Outcome and analysis. Compared with those who underwent a traditional open surgery, patients who underwent a mini invasive adrenalectomy have demonstrated decreased preoperative morbidity, shorter hospital stay, significantly diminished intraoperative blood pressure changes and early recovery.
Conclusion. Minimally invasive adrenalectomy proves to be effective for management of controversial cases to gain better results of treatment.

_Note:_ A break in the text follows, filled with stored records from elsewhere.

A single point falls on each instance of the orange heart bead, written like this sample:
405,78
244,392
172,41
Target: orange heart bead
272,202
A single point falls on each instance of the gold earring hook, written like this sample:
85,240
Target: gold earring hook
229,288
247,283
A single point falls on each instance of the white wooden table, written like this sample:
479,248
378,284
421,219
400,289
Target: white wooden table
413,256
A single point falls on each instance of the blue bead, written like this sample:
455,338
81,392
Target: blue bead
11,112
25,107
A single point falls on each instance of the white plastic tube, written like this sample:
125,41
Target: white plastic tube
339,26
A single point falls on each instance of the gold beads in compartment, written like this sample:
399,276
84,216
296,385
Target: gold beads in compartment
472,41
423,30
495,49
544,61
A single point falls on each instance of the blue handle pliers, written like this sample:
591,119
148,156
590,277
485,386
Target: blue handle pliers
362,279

VIDEO-ASSISTED THORACOSCOPY IN THE DIAGNOSIS AND SURGICAL TREATMENT OF PRIMARY SPONTANEOUS PNEUMOTHORAX
Republican scientific center for emergency medical care, Tashkent, UZBEKISTAN
There were studied the results of surgical treatment of primary spontaneous pneumothorax (SP) in 274 patients. Left-sided pneumothorax was diagnosed in 107 (39.1%) patients, right - in 164 (59.9%) and bilateral - in 3 (1.1%). VATS as the primary method of intervention was performed of 274 patients. In 253 (92.3%) were identified multiple (170) and single bulls (82). Most commonly, in 154 (60.9%) cases bullous changes were located separately in the upper lobe, less frequently (68 patients - 26.9%) they affected all lobes, and only in 31 (12.3%) cases were observed isolated medium (5) or lower lobe (26) lesion. In another 21 (7.7%) patients the cause of pneumothorax has not been established by endoscopy. VATS curative interventions were performed in 144 (52.6%) cases: in 87 (31.8%) cases - electrothermal pleurodesis of parietal pleura; in 36 (13.1%) - electrocoagulation of single bulls not larger than 2 cm; in 20 ( 7.3%) - thoracoscopic resection of atypical bullous- changed site and in 1 (0.4%) case - thoracoscopic decortication of the lung were carried out. Video-assisted interventions were performed in 130 (47.4%) patients: in 88 (32.1%) patients were performed excision and suturing of multiple and large (more than 2 cm) bulls and blebs, in 40 (14.6%) - atypical lung resection and in 2 (0.7%) patients was carried out video-assisted pnevmolisis and pleurodesis on the adhesion process and rigid lung. After VATS intervertions (144) without minitoracotomy in 4 (2.8%) cases we had to resort to video-assisted intervention in connection with air leaks. Besides, in another 13 (8.2%) patients after thoracoscopy (7) and video-assisted intervention (6) we observed long-term (more than 4 days) flow of air over the pleural drainage, which resolved independently within the next day. Bleeding complications and empyema after thoracoscopy were not observed. Interventions with VATS usage proved to be effective in 270 (98.5%) cases.
Thus, the VATS technique allows performing the entire arsenal of traditional radical interventions during SP by means of minimally invasive access. The rational use of VATS in a daily practice reduces complications and improves outcomes.